Did your kid or pet ruin a new piece of furniture at home? Have you found those annoying scrapes and bite marks that marred the chair or table? Did they destroy a beautiful couch with awful stains and scratches? If yes, perhaps your furniture isn’t kid or pet-friendly.
Both parents and pet owners relate to this story: spending a lot of time and money on your home design only to see your kid or pet ruin it.
Honestly, it’s a pain in the neck and in the wallet.
Truth is, these scratches and bite marks happen due to boredom. You won’t guarantee that this never gonna happen again even if you provide them with toys which they can wrestle and chew.
Be the smart one—use pieces of furniture made from materials that can survive wear and tear. You can refer to this quick guide:
The best part about using leather is that you can wipe off accidental spills and dirt easily. You don’t need to worry about the kids’ dirty hands and feet or puppies with muddy paws. If the leather doesn’t fit your budget, try microsuede. Like leather, you can clean this kind of surface using a damp cloth.
However, a leather couch is not recommended for a home with grumpy cats. You don’t want a sofa with kitty scratches on it.
NO: Hide Rugs
As shown above, leather and cowhide rugs go well together. It gives a stunning, country feel at home!
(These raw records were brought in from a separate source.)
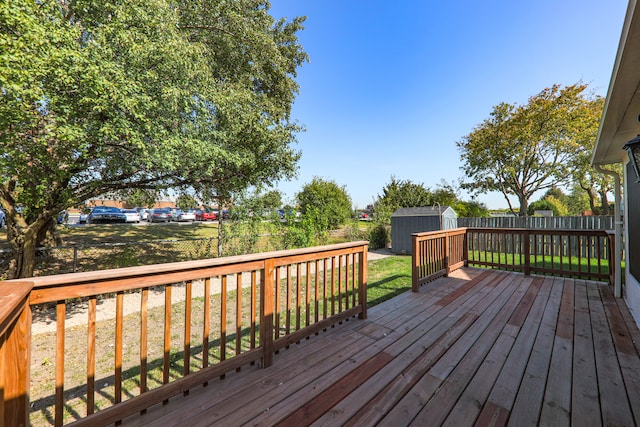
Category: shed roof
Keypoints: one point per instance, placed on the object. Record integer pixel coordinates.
(423, 211)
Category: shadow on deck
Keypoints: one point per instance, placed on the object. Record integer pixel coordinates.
(478, 347)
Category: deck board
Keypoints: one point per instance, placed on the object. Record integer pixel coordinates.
(481, 347)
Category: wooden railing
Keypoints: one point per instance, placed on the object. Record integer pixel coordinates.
(436, 254)
(233, 312)
(571, 253)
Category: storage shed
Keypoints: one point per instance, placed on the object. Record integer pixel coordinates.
(406, 221)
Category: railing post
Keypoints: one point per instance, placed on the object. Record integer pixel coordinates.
(415, 261)
(447, 255)
(465, 247)
(362, 286)
(266, 312)
(15, 362)
(527, 252)
(611, 260)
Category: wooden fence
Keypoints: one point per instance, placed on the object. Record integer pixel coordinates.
(571, 253)
(261, 304)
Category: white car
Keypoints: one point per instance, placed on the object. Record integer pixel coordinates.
(188, 215)
(132, 215)
(144, 214)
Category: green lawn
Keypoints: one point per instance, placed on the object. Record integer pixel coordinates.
(388, 277)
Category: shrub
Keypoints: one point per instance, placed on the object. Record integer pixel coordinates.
(379, 237)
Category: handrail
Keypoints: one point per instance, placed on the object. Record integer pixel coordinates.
(573, 253)
(436, 254)
(15, 340)
(263, 303)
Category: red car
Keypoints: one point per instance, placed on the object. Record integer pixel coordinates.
(205, 215)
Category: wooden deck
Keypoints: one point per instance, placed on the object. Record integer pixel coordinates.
(481, 347)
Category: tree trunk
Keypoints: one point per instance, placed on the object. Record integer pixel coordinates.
(524, 206)
(605, 203)
(23, 261)
(23, 240)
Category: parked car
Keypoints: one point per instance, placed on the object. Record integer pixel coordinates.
(188, 215)
(144, 213)
(63, 217)
(106, 214)
(132, 215)
(159, 215)
(205, 215)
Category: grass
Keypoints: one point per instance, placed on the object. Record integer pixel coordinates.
(566, 264)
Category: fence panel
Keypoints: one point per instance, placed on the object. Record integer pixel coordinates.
(532, 222)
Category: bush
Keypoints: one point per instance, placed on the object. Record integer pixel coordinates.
(379, 237)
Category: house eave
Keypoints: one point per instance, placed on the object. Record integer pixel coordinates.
(619, 121)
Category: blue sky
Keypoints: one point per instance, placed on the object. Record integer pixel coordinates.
(393, 85)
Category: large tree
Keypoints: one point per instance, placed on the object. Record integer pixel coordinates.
(327, 201)
(522, 149)
(102, 97)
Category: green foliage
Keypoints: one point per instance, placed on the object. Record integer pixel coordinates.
(379, 236)
(309, 230)
(522, 149)
(400, 194)
(272, 199)
(326, 202)
(108, 97)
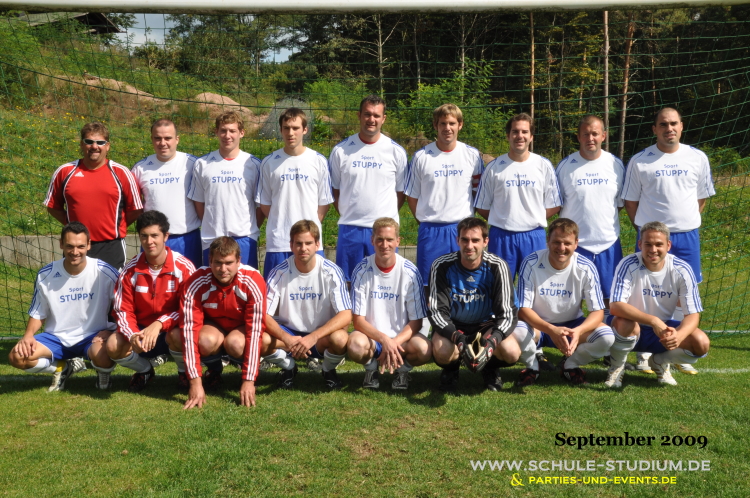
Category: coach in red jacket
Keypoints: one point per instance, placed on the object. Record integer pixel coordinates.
(147, 300)
(223, 307)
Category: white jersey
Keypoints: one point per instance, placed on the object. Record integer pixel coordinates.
(294, 187)
(227, 187)
(163, 185)
(368, 177)
(591, 197)
(388, 301)
(556, 295)
(668, 186)
(306, 301)
(656, 293)
(518, 194)
(74, 306)
(444, 182)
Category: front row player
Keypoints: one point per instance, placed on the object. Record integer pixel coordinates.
(308, 309)
(388, 308)
(147, 300)
(223, 309)
(72, 298)
(552, 285)
(470, 292)
(648, 287)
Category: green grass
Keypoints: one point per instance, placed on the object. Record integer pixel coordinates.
(352, 443)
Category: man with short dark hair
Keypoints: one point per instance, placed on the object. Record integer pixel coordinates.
(72, 298)
(101, 194)
(223, 310)
(147, 300)
(164, 178)
(294, 183)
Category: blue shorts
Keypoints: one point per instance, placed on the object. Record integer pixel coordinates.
(274, 259)
(545, 341)
(314, 350)
(187, 244)
(605, 263)
(60, 352)
(248, 252)
(513, 247)
(686, 246)
(433, 241)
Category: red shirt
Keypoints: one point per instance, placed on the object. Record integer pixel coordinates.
(97, 198)
(140, 299)
(241, 302)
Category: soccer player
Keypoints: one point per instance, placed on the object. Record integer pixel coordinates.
(647, 289)
(72, 298)
(147, 300)
(368, 171)
(517, 193)
(223, 308)
(294, 184)
(97, 192)
(223, 189)
(552, 286)
(164, 178)
(440, 184)
(670, 182)
(309, 309)
(471, 291)
(591, 182)
(387, 307)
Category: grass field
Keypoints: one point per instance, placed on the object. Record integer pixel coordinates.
(353, 443)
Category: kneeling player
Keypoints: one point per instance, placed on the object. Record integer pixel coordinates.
(552, 285)
(309, 309)
(223, 307)
(72, 297)
(147, 300)
(388, 307)
(470, 293)
(649, 285)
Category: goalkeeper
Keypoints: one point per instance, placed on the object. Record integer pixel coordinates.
(471, 292)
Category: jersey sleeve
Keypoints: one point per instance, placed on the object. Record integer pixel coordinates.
(503, 301)
(255, 325)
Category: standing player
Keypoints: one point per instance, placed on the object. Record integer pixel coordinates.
(223, 307)
(471, 292)
(670, 182)
(309, 309)
(294, 183)
(97, 192)
(147, 300)
(164, 178)
(368, 171)
(72, 298)
(552, 286)
(388, 307)
(517, 193)
(647, 289)
(223, 189)
(591, 182)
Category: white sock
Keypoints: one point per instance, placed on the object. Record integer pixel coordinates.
(677, 355)
(405, 367)
(43, 365)
(332, 361)
(280, 359)
(597, 345)
(620, 349)
(136, 362)
(525, 337)
(179, 359)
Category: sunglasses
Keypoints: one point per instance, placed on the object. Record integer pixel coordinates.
(88, 141)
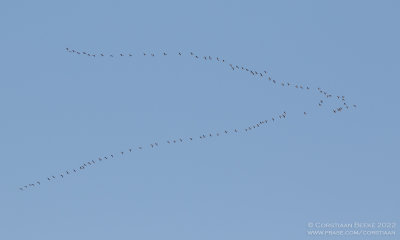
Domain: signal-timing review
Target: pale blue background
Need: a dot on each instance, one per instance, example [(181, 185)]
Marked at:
[(58, 110)]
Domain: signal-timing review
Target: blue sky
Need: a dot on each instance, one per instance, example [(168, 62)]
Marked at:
[(60, 110)]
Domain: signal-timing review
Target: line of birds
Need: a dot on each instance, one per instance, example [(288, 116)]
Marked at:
[(155, 145), (261, 74)]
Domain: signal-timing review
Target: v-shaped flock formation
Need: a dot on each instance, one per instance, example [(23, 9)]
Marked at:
[(263, 75)]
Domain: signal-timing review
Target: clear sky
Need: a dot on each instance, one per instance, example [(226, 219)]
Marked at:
[(59, 110)]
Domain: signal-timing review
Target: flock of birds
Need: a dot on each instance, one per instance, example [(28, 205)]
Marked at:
[(264, 75)]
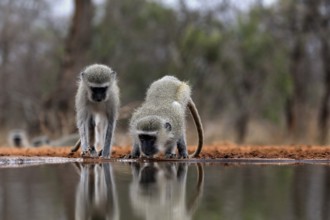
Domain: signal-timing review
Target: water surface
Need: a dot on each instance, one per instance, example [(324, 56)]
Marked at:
[(165, 191)]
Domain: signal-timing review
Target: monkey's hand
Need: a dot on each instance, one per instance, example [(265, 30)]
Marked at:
[(183, 155), (93, 152), (130, 156), (85, 154), (170, 156)]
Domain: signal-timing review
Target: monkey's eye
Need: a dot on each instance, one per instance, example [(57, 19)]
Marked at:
[(168, 126), (145, 137), (99, 89)]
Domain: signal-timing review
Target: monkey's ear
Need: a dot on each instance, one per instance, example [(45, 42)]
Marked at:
[(168, 126)]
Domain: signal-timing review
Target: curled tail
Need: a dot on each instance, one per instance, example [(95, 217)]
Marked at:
[(76, 146), (199, 127)]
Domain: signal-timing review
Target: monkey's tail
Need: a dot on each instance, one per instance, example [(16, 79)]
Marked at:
[(76, 146), (199, 127)]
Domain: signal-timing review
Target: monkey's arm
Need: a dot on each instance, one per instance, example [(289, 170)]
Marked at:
[(108, 136), (83, 126), (199, 127)]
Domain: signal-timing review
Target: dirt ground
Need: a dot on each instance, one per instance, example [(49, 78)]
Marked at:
[(209, 152)]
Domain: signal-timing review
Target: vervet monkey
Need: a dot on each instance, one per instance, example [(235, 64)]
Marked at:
[(97, 104), (159, 124)]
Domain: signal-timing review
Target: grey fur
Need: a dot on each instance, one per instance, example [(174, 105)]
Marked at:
[(96, 121), (163, 115)]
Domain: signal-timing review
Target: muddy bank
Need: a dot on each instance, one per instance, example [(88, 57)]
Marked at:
[(225, 151)]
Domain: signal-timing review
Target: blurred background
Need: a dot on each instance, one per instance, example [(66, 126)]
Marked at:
[(260, 70)]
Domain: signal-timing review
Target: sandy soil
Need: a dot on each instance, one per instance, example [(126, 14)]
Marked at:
[(208, 152)]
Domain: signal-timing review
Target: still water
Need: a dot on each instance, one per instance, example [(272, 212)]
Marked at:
[(165, 191)]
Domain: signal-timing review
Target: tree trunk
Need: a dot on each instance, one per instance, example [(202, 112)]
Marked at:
[(324, 109), (59, 107)]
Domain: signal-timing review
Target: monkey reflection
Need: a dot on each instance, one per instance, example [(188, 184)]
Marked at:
[(158, 191), (96, 196)]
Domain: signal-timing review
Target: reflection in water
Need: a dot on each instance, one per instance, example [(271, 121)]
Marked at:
[(158, 190), (96, 196), (165, 191)]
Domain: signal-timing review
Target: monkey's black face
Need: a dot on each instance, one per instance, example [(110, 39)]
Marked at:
[(99, 94), (17, 141), (148, 144)]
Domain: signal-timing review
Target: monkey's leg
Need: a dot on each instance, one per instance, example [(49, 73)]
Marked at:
[(91, 137), (135, 153), (182, 147), (170, 150), (83, 132), (182, 171), (108, 138)]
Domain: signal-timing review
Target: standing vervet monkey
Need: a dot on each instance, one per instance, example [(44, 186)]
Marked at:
[(97, 104)]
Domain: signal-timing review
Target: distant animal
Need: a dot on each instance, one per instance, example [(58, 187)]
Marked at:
[(97, 104), (159, 124), (40, 141), (159, 191), (18, 138)]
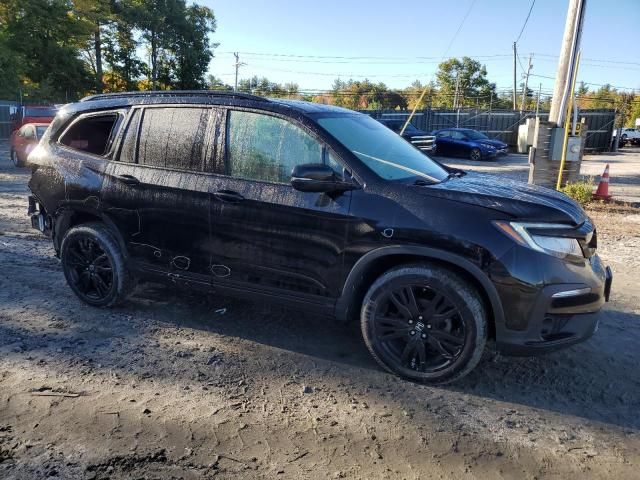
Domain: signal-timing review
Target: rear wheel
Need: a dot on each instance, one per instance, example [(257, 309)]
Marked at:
[(94, 266), (14, 158), (424, 323), (475, 154)]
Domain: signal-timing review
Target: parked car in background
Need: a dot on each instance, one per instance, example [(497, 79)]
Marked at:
[(319, 208), (469, 143), (628, 135), (24, 114), (411, 134), (24, 140)]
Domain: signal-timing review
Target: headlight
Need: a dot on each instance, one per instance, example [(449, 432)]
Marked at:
[(560, 247)]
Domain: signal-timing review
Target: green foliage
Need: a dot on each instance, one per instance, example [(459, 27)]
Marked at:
[(471, 77), (60, 50), (266, 88), (364, 94), (581, 191)]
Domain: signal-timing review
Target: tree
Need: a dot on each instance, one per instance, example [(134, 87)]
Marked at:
[(193, 50), (266, 88), (473, 85), (96, 14), (355, 94), (45, 37), (215, 83)]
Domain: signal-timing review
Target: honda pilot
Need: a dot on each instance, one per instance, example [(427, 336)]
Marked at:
[(317, 208)]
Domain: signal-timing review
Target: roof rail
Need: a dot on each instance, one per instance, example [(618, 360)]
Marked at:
[(174, 93)]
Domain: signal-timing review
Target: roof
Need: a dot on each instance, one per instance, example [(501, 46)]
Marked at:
[(211, 97), (310, 107)]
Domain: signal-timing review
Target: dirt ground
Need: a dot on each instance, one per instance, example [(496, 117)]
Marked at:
[(180, 385)]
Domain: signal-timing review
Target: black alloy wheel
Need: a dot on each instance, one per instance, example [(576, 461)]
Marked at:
[(94, 266), (90, 268), (419, 328), (424, 323)]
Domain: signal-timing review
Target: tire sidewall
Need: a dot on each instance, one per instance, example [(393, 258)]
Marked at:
[(469, 307), (14, 158), (109, 246)]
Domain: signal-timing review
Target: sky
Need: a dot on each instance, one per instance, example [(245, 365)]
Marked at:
[(312, 44)]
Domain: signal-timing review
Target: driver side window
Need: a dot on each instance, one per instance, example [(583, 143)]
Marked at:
[(265, 148)]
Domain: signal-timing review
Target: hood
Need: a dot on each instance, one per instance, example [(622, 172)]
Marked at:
[(518, 199), (494, 143)]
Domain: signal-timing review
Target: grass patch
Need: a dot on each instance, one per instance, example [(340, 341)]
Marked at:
[(581, 191)]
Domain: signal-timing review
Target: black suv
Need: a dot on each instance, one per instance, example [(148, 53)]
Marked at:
[(318, 208)]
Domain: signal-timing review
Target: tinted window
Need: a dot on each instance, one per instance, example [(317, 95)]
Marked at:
[(173, 137), (40, 112), (261, 147), (91, 134), (475, 135), (128, 150)]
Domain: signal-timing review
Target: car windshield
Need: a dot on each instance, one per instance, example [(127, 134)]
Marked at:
[(40, 112), (474, 135), (387, 154), (397, 125)]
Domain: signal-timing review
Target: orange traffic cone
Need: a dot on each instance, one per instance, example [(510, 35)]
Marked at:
[(602, 193)]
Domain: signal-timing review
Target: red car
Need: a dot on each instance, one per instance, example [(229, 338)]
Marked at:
[(24, 140)]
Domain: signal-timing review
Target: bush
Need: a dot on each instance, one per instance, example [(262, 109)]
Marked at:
[(581, 192)]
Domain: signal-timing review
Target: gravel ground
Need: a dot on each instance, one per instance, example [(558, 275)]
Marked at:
[(182, 385)]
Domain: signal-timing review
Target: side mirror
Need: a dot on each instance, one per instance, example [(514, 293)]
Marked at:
[(317, 177)]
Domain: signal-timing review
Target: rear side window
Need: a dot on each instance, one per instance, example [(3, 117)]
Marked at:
[(266, 148), (91, 134), (173, 137)]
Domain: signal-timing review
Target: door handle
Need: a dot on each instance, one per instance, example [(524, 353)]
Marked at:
[(128, 179), (228, 196)]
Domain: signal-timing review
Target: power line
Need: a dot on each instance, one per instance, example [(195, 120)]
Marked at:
[(455, 35), (526, 20)]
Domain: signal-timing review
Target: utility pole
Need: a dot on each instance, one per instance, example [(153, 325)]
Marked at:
[(455, 96), (237, 65), (515, 88), (567, 63), (526, 84)]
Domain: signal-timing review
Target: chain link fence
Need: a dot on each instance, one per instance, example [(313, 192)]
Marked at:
[(503, 124)]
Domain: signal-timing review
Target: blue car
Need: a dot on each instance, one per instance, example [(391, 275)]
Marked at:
[(468, 143)]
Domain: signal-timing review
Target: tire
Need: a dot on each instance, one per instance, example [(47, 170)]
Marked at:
[(475, 154), (14, 158), (94, 265), (461, 324)]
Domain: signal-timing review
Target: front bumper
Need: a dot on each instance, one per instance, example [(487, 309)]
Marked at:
[(561, 315)]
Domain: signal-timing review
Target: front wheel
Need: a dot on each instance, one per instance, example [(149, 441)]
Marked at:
[(424, 323), (94, 266), (475, 154)]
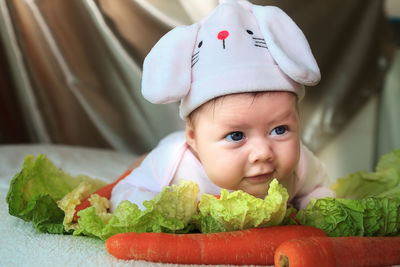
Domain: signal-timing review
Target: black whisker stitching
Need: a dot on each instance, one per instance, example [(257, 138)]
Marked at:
[(193, 59), (260, 46), (195, 62), (195, 54)]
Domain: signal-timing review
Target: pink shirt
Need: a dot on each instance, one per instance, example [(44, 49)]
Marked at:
[(172, 161)]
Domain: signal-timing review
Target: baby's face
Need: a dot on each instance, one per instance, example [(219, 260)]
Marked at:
[(244, 141)]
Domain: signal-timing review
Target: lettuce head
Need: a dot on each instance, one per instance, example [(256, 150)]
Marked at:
[(239, 210), (35, 190)]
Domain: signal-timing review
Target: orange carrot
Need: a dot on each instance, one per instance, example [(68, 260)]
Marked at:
[(251, 246), (103, 192), (338, 251)]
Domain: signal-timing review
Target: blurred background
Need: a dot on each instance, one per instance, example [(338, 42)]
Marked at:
[(70, 74)]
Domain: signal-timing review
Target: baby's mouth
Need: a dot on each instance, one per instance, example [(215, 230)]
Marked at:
[(262, 178)]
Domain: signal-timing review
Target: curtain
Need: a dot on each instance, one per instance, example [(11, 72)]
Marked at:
[(71, 70)]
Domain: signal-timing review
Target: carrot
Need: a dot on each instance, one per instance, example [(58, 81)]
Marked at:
[(103, 192), (252, 246), (338, 251)]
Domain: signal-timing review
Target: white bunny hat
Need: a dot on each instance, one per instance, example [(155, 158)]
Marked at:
[(239, 47)]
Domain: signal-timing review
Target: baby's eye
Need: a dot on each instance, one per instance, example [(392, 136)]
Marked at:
[(279, 130), (235, 136)]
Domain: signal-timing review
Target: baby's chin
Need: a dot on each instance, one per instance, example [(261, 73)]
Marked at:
[(260, 191)]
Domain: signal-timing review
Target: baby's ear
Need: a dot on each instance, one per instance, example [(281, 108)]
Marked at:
[(287, 44), (167, 68), (190, 134)]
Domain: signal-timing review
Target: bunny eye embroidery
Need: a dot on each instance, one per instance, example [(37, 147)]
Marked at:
[(258, 42), (195, 56), (222, 35)]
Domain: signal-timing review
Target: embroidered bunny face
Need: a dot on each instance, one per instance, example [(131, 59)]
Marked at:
[(239, 47), (225, 35)]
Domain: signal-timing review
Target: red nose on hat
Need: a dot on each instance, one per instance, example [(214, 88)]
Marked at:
[(222, 35)]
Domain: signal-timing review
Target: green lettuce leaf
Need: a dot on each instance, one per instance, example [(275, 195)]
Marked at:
[(35, 190), (373, 216), (385, 181), (170, 212), (239, 210), (337, 217)]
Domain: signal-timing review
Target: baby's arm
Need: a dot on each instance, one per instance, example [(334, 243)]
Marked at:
[(136, 163)]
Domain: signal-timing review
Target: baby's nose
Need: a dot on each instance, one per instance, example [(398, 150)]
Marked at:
[(261, 152)]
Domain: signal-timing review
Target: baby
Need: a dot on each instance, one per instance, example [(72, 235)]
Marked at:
[(239, 75)]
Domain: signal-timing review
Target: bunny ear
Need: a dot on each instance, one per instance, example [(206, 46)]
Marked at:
[(167, 68), (287, 44)]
However, we don’t recommend using cowhide rugs in high-traffic areas like the kitchen and living room. Food and mud stains ruin this rug completely. The hair of this rug also becomes thin in a matter of months. No to mention—your dog might chew on this because it feels like a rawhide chew.
YES: Concrete landscape
Concrete paving is one of the easiest and cost-efficient outdoor underfoot materials available in the market. You may flush it like this one below so kids can enjoy bikes and push toys:
Or, you can leave a space in between concrete tiles for grass, creating a stylish yet greener path:
There’s really no harm in using gravel outdoors. It helps prevent garden run-off. The problem comes when kids throw and kick the rocks. It might hit the windows, scratch the floors, or make the garden disorganised.
If you use gravel in your garden, don’t leave the kids unattended. You can also talk to your kids to keep them from playing with these rocks.
Caesarstone is a stunning quartz countertop which looks and feels like granite. The best part? It’s scratch resistant! Home cooks and sous chefs will love this in their kitchen. We suggest doing the waterfall-edge style of kitchen islands to keep dogs from biting, chewing, and scratching the countertops.
NO: Hardwood (well, negotiable)
Yes, it’s hard to remove something that’s found in the majority of households. Hence, when you have pets and kids, you have to exert an extra effort. Start by not skipping maintenance—resand and reseal your floor and other wooden furniture. Always keep your pet’s nails short and clean up any spilt liquid (especially urine) immediately. These can definitely extend the life of your hardwood floors.
NO: Cedar decking
Cedar decks are stunning but the wood is easily marred by dogs, active children, and snow shovels.
YES: Wide-leaved fescue and rye
Yes, you can take advantage of this bunching grass that some homeowners want to get rid of in their garden. This type of grass is strong—it holds on the ground better unlike other species of grass. It’s also resistant to chemicals in the dog’s urine. You don’t need to worry about spotted lawns again!
NO: Synthetic turf or lawn
It’s nice to have a backyard that looks like a mini-golf course. However, faking the lawn is not the solution. Due to overheating, synthetic grass can burn the paws of your dog and can hurt your children’s feet. They won’t be able to enjoy a fun summer day with blistering lawn.
If you really like to have artificial turf, keep its area small. Combine it with other landscape pavements like this wooden deck. This way, you can enjoy your outdoor space even if the turf goes hot.